Toby wrote:Here is a break down for the competition class as its in real time....................
Saturday
5 - 6 pm - Dinner for students (something delivered!)
6 - 7 pm making rubs, injections, mops,
7 - 8 trimming brisket and butt; inject, and apply rub
8 pm - brisket into smoker (assumes 14 lb brisket)
8 - 9 - trimming ribs and chicken and prep chicken for dry brine process
10 pm - butts go into smoker (assumes two 10 lb butts); go to sleep
Sunday
4 am - spray
5 am - spray, check for foiling readiness
6 am - prep ribs
7 am - feed students breakfast
6 - 8 am - butts and brisket done
8 am - ribs go in
9:30 am - chicken go in
9:30 am - make SYD Lazyman presentation box
noon - chicken
12:30 - ribs
1 - pork
1:30 - brisket
Davy wrote:Toby I understand there is a competition aspect to the beginner 101 class, will we get to see the presentation box also or is that just for the comp class ?

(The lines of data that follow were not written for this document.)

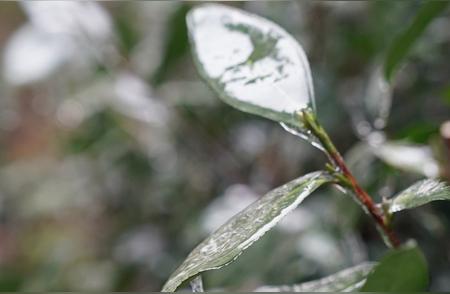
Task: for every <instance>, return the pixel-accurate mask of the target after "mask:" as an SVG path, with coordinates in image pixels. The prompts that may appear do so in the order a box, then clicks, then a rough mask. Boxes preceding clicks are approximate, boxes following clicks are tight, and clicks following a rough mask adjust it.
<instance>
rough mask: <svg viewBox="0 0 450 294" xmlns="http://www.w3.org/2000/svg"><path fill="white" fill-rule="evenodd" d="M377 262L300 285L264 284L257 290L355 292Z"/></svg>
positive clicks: (267, 291) (361, 285)
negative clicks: (263, 284) (277, 285)
mask: <svg viewBox="0 0 450 294" xmlns="http://www.w3.org/2000/svg"><path fill="white" fill-rule="evenodd" d="M374 266H375V263H363V264H360V265H357V266H354V267H351V268H348V269H345V270H342V271H340V272H337V273H335V274H333V275H331V276H328V277H326V278H322V279H319V280H315V281H311V282H306V283H303V284H298V285H284V286H264V287H260V288H258V289H256V292H353V291H358V290H359V289H360V288H361V286H362V285H363V284H364V282H365V280H366V277H367V276H368V275H369V273H370V272H371V270H372V269H373V267H374Z"/></svg>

Toby wrote:Davy wrote:Toby I understand there is a competition aspect to the beginner 101 class, will we get to see the presentation box also or is that just for the comp class ?
Sorry I thought I had answered but our lines have been attacked by squirrels again so my connection is intermittent. Harry covers the 4 main meats as well as other in the 101 class, but as Benny mentioned the presentation isnt, however you never know he may be persuaded to touch on it.
keith157 wrote:Don't forget the asprin for Saturday morning, who knows you may ging-gang your gooley around a campfire, they can't touch you for it
Only jealousy
gazz_46 wrote:keith157 wrote:Don't forget the asprin for Saturday morning, who knows you may ging-gang your gooley around a campfire, they can't touch you for it
Only jealousy
More worried about the sides.....more Beans Harry?